A traffic mitigation fee required for construction of a single-family home did not amount to an “unconstitutional condition” in violation of the takings clause of the Fifth Amendment, and the County complied with the Mitigation Fee Act in assessing the fee. Sheetz v. County of El Dorado, No. C093682 (4th Dist., Oct 19, 2022).

George Sheetz challenged a traffic mitigation fee imposed as a condition to a building permit for a new home on his property. He argued that the fee violated the unconstitutional conditions doctrine applied in the land-use context by Nolan and Dolan and that the County violated the Mitigation Fee Act in adopting and imposing the fee.

Under the unconstitutional conditions doctrine, the government may not ask a person to give up a constitutional right — such as the right to receive just compensation for a taking — in exchange for a development permit where the condition has little or no relationship to the development. Under Nolan and Dolan, there must be an essential nexus between the exaction and the governmental interest sought to be advanced and the government must make an individualized determination that the exaction is related both in nature and extent to the project’s impact. In Koontz v. St. John’s River Management Dist., 570 U.S. 595 (2013), the Court held that the doctrine applies to development fees, which it found to be “functionally equivalent” to the property dedications involved in Nolan and Dolan.                                                                                         

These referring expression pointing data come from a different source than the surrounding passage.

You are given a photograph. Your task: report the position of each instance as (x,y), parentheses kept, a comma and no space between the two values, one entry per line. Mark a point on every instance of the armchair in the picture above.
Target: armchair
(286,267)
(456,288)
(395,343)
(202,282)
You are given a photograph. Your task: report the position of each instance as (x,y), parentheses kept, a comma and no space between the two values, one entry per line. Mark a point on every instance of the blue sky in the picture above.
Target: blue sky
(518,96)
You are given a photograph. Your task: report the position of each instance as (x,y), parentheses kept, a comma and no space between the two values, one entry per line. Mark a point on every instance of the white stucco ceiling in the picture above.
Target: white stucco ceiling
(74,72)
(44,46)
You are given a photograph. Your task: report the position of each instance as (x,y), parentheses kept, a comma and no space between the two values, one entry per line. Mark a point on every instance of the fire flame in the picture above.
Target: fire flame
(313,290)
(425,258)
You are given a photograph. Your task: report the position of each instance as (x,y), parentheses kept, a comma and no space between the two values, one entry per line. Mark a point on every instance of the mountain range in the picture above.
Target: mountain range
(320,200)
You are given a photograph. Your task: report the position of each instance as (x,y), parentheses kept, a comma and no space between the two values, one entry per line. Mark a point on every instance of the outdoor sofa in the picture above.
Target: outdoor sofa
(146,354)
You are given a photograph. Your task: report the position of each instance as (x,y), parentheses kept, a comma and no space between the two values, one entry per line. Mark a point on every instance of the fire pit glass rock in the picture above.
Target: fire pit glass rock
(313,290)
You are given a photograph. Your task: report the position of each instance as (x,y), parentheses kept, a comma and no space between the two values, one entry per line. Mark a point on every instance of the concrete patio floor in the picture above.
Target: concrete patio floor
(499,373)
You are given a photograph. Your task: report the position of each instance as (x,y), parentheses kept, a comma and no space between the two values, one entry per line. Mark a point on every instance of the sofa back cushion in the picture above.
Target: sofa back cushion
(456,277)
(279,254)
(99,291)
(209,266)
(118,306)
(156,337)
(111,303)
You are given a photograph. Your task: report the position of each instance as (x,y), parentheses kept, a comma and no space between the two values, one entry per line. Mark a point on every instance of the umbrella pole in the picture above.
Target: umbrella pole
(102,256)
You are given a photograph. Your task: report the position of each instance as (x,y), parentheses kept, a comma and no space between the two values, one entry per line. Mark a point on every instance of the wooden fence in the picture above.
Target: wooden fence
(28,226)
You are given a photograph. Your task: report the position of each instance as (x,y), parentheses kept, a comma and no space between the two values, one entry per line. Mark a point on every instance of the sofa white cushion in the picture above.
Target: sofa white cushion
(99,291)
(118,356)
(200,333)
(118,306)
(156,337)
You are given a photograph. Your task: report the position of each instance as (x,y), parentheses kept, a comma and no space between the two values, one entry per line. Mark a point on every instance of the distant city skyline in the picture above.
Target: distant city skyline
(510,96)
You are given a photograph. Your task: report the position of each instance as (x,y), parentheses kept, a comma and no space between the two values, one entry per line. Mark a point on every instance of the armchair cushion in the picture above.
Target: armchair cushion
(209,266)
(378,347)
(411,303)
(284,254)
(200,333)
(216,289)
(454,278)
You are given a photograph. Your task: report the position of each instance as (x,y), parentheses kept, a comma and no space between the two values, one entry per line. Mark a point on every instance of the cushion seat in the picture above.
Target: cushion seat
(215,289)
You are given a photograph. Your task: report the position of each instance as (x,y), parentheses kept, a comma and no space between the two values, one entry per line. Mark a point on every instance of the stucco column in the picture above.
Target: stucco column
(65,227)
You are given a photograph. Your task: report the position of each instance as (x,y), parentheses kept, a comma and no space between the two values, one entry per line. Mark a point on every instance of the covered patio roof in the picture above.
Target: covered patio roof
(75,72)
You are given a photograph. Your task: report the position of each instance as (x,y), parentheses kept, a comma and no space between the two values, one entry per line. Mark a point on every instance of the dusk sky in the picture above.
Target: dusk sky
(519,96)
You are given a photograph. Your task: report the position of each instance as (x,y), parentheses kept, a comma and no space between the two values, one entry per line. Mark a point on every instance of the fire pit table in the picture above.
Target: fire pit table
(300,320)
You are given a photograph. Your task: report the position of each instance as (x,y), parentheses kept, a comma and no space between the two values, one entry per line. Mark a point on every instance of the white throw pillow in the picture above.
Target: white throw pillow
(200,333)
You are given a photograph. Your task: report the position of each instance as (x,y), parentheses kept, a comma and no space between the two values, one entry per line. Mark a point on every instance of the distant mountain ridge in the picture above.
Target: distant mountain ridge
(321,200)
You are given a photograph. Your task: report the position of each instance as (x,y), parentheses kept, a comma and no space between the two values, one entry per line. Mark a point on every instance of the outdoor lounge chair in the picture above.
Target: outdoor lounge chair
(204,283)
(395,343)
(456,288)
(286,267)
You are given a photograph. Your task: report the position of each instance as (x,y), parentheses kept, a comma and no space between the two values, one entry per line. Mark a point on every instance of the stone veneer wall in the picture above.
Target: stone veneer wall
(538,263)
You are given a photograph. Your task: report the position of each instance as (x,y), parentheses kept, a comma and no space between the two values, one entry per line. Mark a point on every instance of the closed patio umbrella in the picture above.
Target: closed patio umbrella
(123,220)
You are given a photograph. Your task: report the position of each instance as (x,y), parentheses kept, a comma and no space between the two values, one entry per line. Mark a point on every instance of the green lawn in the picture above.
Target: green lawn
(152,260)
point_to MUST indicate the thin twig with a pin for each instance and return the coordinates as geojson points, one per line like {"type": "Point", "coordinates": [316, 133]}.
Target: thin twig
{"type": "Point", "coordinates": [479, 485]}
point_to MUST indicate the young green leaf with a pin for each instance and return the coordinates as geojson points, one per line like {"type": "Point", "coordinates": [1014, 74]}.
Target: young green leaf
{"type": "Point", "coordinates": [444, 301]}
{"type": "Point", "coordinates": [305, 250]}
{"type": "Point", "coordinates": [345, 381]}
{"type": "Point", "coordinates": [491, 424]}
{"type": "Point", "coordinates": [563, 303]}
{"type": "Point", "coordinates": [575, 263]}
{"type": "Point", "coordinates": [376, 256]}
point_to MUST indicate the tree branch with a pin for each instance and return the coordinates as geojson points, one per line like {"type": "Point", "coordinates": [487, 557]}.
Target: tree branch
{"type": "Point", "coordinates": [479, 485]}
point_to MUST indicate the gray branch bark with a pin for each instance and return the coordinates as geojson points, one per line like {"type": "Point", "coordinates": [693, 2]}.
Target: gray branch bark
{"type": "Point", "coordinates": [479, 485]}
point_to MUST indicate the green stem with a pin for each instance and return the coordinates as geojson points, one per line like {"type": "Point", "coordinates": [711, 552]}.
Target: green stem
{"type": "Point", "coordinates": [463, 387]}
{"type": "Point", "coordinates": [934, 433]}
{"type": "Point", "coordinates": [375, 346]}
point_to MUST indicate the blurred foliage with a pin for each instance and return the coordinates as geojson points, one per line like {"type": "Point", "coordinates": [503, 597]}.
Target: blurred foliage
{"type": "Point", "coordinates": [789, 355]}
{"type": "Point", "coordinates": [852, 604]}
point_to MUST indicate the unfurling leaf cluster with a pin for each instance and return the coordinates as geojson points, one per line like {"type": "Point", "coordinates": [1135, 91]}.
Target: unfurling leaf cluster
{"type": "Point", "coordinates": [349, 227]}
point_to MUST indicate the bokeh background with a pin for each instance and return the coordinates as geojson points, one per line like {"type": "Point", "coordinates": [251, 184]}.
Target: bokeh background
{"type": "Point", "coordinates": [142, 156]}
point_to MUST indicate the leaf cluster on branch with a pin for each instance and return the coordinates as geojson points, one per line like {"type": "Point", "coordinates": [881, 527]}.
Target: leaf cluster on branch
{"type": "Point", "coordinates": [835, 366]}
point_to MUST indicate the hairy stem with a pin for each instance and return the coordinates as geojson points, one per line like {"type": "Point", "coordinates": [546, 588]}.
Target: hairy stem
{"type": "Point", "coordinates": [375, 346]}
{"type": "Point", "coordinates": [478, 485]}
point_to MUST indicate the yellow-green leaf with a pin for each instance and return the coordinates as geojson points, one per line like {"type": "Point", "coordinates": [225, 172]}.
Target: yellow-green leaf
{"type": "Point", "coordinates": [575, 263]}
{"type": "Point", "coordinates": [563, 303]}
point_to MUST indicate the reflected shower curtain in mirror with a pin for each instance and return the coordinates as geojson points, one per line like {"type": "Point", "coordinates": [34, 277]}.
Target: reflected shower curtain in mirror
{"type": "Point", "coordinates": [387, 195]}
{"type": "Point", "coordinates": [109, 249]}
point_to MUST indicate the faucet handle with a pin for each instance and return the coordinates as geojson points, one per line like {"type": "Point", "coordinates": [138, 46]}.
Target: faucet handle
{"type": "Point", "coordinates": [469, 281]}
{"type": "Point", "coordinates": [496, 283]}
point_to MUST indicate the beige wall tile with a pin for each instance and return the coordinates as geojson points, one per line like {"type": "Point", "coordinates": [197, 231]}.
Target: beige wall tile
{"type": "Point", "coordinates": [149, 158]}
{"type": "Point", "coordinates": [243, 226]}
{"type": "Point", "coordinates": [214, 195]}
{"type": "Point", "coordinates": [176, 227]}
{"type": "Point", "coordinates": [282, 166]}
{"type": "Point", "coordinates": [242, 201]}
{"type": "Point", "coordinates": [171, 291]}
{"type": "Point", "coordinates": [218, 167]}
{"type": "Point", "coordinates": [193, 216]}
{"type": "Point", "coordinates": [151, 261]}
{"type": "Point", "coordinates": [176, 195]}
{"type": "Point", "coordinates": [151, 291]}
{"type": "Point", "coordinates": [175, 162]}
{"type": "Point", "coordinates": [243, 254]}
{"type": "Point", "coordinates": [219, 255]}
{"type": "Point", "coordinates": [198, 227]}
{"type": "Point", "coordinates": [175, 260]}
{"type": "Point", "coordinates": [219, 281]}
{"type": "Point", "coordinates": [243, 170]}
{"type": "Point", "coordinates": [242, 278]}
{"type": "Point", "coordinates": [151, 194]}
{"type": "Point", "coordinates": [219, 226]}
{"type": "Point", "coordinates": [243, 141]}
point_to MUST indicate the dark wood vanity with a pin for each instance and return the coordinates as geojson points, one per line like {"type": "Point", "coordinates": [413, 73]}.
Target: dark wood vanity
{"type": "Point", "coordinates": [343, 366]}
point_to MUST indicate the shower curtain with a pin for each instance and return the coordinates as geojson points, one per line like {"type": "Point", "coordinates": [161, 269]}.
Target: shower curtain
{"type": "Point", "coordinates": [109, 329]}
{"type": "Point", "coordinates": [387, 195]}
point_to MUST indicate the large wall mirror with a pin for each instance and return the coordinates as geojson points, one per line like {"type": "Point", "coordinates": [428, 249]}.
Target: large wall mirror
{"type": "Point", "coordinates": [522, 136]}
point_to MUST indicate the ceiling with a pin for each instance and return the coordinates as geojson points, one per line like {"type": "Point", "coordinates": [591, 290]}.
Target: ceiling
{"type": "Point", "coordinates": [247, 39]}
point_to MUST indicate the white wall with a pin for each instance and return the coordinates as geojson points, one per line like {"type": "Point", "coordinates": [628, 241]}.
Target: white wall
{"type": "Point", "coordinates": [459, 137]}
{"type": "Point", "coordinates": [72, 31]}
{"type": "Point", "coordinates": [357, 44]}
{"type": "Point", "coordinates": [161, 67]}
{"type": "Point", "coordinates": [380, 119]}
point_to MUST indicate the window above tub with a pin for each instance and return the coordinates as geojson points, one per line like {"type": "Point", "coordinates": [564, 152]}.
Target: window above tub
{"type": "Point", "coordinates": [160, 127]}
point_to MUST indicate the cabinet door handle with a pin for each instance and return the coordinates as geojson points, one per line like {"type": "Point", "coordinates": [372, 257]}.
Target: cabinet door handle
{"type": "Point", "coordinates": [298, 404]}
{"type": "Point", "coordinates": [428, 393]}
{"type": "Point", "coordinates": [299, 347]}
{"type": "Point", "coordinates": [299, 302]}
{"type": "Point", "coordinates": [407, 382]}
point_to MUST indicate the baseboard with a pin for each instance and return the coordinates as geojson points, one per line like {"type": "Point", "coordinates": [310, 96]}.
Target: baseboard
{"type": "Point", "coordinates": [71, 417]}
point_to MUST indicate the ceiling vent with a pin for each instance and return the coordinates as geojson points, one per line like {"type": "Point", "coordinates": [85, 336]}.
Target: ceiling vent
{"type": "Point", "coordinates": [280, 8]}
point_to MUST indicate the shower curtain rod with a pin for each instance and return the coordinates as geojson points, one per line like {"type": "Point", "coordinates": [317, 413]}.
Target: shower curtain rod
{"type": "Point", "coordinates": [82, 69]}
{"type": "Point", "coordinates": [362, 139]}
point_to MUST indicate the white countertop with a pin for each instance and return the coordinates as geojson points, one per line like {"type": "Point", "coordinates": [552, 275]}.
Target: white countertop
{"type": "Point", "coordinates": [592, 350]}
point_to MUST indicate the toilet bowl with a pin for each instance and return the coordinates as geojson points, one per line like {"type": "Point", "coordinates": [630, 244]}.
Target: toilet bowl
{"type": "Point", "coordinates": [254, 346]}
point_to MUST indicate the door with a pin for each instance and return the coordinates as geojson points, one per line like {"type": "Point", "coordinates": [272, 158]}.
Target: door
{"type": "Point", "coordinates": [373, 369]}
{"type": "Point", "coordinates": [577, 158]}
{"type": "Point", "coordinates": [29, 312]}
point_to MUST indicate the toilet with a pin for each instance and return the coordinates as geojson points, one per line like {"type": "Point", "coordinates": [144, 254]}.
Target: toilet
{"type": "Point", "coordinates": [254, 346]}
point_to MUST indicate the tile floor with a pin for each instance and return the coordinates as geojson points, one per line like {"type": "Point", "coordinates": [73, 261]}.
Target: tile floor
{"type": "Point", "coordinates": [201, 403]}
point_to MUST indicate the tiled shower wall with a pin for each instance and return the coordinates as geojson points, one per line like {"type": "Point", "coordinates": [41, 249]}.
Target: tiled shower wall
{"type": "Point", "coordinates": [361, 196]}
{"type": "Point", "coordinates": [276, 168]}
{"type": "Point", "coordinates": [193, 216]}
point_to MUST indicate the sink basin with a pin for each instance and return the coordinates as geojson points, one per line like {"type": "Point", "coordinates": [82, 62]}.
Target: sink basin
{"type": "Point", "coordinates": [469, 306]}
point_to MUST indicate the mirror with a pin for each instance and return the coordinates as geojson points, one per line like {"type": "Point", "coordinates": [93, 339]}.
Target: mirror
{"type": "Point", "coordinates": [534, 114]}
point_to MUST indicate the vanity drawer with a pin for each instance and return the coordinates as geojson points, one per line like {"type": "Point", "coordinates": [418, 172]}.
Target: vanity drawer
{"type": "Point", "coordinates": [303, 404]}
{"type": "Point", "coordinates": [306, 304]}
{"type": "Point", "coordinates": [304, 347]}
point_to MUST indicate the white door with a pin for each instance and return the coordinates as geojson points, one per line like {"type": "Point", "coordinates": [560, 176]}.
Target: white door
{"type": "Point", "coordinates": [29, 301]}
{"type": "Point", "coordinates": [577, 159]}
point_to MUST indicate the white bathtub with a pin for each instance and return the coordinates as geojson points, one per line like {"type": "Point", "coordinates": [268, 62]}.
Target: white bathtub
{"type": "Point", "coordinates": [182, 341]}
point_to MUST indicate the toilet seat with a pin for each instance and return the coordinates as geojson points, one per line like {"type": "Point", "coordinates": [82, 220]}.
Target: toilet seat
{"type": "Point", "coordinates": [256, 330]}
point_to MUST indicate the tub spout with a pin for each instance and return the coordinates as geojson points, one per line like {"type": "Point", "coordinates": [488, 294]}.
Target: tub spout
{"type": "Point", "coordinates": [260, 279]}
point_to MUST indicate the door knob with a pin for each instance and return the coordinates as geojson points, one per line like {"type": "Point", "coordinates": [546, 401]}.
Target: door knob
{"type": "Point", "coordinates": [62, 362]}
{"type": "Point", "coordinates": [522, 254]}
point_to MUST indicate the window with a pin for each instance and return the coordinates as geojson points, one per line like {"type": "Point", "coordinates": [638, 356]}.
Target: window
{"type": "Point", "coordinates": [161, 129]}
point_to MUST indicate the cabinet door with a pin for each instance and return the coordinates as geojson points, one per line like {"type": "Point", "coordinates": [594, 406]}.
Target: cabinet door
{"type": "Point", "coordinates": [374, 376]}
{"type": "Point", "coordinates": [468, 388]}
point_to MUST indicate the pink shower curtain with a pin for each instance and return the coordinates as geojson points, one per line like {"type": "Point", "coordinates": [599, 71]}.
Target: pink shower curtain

The California Supreme Court has held that the requirements of Nolan and Dolan apply only to fees imposed on an individualized or ad hoc basis, not to fees that are generally applicable to a broad class of property owners through legislative action. Relying on this authority, the Court of Appeal concluded that the unconstitutional conditions doctrine did not apply in this case because the traffic fee was imposed under a legislatively authorized fee program that generally applied to all new residential development within the County.

In support of his Mitigation Fee Act claim, Sheetz argued that the County had improperly failed to evaluate the traffic impacts attributable to his specific project in violation of section 66001(b) of the Act, which provides that the “local agency shall determine how there is a reasonable relationship between the amount of the fee and the cost of the public facility or portion [thereof] attributable to the development on which the fee is imposed.” Relying again on prior caselaw, the Court of Appeal held that section 66001(b) applies only to adjudicatory, case-by-case decisions to impose a fee on a particular project, not to legislatively adopted fees such as the traffic fee in question.

Assessing Sheetz’s broader claim that the County did not comply with the Mitigation Fee Act traffic in adopting and calculating the fee, the court found no error. The fee was adopted as part of the County’s 2004 General Plan, guided by policies designed to limit traffic congestion, including ensuring that roadway improvements were developed concurrently with new development. The fee was based on a transportation study that evaluated a range of factors, including the expected increase in traffic volumes (average daily vehicle trips) from each type of new development based on data published in the Institute of Transportation Engineers Trip Generation Manual, 7th Edition. The record reflected that the County considered the relevant factors and demonstrated a rational connection between those factors and the fee imposed. The limited portions of the record relied upon by Sheetz did not demonstrate that the fee was arbitrary, entirely lacking in evidentiary support, or otherwise invalid under the deferential standard applied to legislatively adopted fees.